Otros artículos fueron especialmente significativos, como el 18 y el 29. En el primero se decía que «Son ciudadanos aquellos españoles que por ambas líneas traen su origen de los dominios españoles de ambos hemisferios, y están avecindados en cualquier pueblo de los mismos dominios», y en el segundo, al explicitar el art. 28 («La base para la representación nacional es la misma en ambos hemisferios»), se dice que «Esta base es la población compuesta de los naturales que por ambas líneas sean originarios de los dominios españoles, y de aquellos que hayan obtenido de las Cortes carta de ciudadano, como también de los comprendidos en el art. 21».

Nación española en ambos hemisferios según la Constitución de 1812.
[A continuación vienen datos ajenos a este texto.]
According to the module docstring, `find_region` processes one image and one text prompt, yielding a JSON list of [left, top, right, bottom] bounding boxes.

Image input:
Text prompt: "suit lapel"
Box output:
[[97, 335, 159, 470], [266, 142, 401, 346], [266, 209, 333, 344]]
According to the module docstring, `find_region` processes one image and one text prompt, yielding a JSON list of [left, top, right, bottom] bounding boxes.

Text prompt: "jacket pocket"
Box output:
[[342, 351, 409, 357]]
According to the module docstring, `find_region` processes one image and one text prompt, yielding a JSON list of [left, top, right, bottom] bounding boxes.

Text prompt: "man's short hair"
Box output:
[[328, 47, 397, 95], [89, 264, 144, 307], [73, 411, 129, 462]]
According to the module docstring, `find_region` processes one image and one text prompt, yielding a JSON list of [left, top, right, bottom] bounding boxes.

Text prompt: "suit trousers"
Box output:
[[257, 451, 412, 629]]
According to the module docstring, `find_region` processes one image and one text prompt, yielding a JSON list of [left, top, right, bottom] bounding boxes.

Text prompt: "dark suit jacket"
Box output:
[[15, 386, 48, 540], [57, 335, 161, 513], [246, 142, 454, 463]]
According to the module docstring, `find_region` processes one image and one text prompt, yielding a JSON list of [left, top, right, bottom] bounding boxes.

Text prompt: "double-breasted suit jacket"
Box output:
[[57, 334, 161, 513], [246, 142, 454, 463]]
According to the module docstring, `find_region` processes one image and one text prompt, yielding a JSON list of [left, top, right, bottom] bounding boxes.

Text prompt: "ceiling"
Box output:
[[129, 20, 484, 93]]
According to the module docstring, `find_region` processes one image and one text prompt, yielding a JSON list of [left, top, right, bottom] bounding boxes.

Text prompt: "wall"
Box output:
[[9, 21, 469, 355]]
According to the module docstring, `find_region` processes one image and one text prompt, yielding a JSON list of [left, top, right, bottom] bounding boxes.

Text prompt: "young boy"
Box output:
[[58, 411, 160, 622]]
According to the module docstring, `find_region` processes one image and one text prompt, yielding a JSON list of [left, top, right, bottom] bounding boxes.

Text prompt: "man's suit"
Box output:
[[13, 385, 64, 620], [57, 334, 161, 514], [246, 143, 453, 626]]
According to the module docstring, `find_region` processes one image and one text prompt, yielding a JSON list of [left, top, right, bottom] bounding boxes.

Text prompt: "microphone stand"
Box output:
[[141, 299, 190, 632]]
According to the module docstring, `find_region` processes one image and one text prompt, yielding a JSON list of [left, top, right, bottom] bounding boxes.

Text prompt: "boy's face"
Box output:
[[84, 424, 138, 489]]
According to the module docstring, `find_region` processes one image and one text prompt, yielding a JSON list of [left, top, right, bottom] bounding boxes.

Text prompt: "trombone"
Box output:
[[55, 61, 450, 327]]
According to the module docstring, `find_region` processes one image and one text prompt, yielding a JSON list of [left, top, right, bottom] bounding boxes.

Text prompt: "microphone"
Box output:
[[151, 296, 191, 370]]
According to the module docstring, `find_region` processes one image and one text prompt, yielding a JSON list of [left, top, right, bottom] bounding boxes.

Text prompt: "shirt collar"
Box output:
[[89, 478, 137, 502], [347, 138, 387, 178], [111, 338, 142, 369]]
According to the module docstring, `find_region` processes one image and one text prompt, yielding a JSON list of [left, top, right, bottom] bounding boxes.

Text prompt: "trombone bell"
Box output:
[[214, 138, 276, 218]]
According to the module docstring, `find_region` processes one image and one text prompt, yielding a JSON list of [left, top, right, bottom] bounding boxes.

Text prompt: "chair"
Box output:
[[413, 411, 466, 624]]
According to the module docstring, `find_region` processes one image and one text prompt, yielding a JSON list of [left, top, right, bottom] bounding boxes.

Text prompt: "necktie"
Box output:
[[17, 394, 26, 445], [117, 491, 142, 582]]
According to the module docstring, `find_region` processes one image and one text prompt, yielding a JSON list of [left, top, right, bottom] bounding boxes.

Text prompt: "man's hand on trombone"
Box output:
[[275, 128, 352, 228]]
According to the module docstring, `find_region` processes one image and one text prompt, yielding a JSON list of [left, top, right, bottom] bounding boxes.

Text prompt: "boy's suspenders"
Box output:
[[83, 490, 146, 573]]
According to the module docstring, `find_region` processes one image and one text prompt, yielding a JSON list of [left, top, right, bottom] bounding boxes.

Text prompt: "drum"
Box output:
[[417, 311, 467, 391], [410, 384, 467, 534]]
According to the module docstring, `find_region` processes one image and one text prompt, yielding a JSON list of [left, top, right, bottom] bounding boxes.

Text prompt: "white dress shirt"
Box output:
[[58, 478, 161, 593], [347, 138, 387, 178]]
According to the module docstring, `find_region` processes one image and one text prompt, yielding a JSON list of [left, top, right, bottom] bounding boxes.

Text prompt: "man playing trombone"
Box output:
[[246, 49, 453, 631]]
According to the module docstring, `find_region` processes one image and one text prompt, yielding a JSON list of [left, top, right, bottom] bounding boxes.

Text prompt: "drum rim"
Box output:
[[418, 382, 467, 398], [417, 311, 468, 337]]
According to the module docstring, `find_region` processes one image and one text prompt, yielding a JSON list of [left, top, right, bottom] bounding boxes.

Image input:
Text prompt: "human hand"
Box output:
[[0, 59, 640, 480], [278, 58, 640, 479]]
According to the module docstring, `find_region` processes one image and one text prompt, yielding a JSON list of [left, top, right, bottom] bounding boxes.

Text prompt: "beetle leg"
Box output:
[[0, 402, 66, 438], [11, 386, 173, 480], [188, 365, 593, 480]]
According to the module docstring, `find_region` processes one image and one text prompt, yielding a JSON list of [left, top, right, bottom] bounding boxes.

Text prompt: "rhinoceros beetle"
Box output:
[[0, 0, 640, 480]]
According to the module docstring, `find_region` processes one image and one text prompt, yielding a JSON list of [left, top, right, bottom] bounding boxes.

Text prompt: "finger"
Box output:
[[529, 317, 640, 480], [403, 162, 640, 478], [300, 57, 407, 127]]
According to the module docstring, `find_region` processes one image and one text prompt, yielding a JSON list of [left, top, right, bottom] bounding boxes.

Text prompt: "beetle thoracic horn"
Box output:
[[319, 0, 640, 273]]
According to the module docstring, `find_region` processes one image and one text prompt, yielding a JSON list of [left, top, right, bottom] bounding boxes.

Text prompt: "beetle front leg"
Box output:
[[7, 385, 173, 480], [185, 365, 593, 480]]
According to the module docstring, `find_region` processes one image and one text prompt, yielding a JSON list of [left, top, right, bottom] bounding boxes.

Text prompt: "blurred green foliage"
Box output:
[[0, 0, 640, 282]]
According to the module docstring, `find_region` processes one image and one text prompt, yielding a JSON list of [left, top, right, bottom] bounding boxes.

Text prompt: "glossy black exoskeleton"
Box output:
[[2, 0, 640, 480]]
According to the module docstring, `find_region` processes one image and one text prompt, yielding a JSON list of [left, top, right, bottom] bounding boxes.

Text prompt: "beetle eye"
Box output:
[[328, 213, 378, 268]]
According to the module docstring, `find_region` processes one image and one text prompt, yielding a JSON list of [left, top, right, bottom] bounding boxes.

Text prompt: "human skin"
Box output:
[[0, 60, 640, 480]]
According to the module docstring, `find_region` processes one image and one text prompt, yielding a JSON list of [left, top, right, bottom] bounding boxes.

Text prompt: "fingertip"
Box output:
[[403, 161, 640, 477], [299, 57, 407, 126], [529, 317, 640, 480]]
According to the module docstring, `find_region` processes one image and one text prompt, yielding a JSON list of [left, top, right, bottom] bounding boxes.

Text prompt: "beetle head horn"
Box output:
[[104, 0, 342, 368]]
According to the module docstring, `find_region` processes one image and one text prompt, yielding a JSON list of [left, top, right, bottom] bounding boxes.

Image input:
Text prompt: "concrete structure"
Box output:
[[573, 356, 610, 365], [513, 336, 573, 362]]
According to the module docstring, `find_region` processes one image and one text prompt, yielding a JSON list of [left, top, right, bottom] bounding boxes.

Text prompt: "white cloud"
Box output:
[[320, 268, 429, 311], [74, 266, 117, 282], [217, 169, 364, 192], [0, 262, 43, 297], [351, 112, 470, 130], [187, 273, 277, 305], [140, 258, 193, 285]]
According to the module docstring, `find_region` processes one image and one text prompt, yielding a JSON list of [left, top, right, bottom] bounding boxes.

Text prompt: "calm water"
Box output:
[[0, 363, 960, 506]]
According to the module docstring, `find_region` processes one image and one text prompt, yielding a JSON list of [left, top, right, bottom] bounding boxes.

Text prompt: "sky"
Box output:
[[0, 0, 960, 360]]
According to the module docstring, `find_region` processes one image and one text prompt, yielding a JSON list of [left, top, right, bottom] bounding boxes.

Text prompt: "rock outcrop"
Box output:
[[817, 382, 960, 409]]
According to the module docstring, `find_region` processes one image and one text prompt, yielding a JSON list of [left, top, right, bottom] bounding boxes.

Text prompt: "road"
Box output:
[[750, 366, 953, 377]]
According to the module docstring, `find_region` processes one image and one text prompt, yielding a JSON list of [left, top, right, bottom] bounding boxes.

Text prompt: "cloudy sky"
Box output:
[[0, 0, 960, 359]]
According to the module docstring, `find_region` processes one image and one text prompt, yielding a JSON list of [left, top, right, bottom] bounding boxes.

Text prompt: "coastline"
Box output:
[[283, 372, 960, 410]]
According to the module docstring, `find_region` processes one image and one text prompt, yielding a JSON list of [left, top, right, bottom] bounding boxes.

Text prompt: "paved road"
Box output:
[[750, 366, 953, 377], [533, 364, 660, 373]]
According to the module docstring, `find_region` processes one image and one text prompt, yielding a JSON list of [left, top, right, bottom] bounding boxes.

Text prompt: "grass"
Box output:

De especial trascendencia fueron los artículos constitucionales referidos a ayuntamientos y diputaciones provinciales, en cuya redacción la comisión adoptó la Memoria presentada por Miguel Ramos de Arizpe, diputado por Coahuila, para la organización y gobierno político de las Provincias Internas del Oriente de Nueva España. Fue de vital importancia para desentrañar un aspecto importante del proceso revolucionario de la península y América, como fue, a partir de sanción constitucional, la creación de ayuntamientos en todas las poblaciones que tuvieran al menos 1000 habitantes. La propuesta provino del propio Miguel Ramos de Arizpe. Esto provocó una explosión de ayuntamientos en la península y, especialmente, en América, al procederse, tras la aprobación de la Constitución, a convocar elecciones municipales mediante sufragio universal indirecto y masculino. Eso constituiría un aspecto clave para la consolidación de un poder local criollo y un ataque directo a los derechos jurisdiccionales, privilegiados, de la aristocracia, aspecto fundamental para acabar con el régimen señorial en la península y con el colonial en América. Ese respaldo americano a la Constitución se articuló a través de su promulgación por autoridades locales y vecinos en cabildos abiertos, en cuya conmemoración proliferaron plazas y monumentos dedicados a la Constitución por todo el continente americano. Sin embargo, tras el vuelco absolutista de Fernando VII en 1814, fueron destruidos la mayoría de ellos, y con los procesos de independencia en Iberoamérica tan sólo han quedado algunas plazas caso de Montevideo y el Zócalo de la Ciudad de México y un par de monumentos documentados: el de Ciudad de San Agustín de la Florida Oriental, y Comayagua en Honduras.[14]